I called ahead to find out their plight, and sure enough was told that their makeshift thatch huts had collapsed, and that all their land was under water. Luckily, we had anticipated another spell of severe monsoon rains, so had prepared some emergency hampers with food and hygiene items that we immediately loaded onto a truck, and headed off to Sujawal.
It was distressing to see people homeless again who had only just started picking up the pieces of their lives after last year’s disaster. They moved with their rag-tag belongings from one building to another, finding shelter in schools. We could at best provide temporary relief.

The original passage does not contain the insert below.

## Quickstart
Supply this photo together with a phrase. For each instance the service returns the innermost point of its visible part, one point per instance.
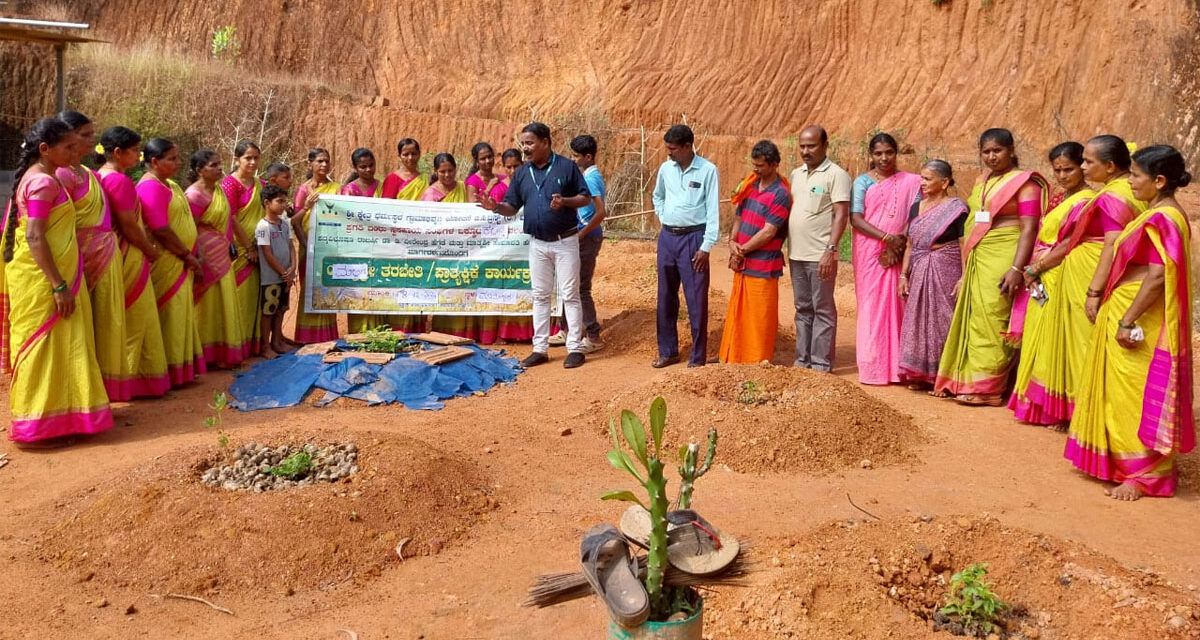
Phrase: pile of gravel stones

However, worse was to follow. Just a couple of days later, torrential rains resulted in breaches to the agricultural run-off drains in Jati, and people from that area also streamed into Sujawal, looking for shelter and relief.
With the help of the district administration we could still just about manage this in-flow of people. But what followed in the next few days threw every arrangement out of gear. The havoc caused by the breaches and the overtopping of the contentious and controversial Left Bank Outfall Drain in Badin inundated vast swathes of farmland, completely destroying the standing crops of cotton, sugarcane, rice and fodder.
Driving to Badin city and onwards, my heart sank deeper as I witnessed the scale of the devastation and the desolate, desperate faces of people on the side of the road, sitting under makeshift shelters that were barely wide enough to hold their cots.
The situation was even worse on the inner roads. All one could see were inundated fields, collapsed houses, and people begging for help, looking for a roof over their heads to save them from the relentless rain. There were people who waded through chest-high waters to come to the relief distribution points. At places, one had to offload relief supplies from trucks onto smaller vehicles and then onto boats to get them to affected communities.
My rudimentary understanding of the Sindhi language was no barrier to understanding the expressions that were writ large on the faces of the tottering old men, and women with babies already suffering from skin infections. The extended monsoon has water-logged entire districts, and although the rains have now stopped, poor drainage planning means that the water will remain on the lands for at least another couple of months.
Having lost this cropping season to the disaster, the farmers do not hope to reap a harvest in the next season either, as the land will still not be ready for cultivation.
Whichever way you look at it, it is a disaster on an unprecedented scale – a human disaster, an economic disaster, and now a health disaster due to the outbreak of water-borne and malarial diseases.
I would like to see climate change deniers explain away erratic monsoon patterns, as well as the ferocity of the rains that have wreaked this havoc.
More than that, one needs tonnes of determination to deal with the current crisis, and also to prepare contingency plans that work much more effectively in the future.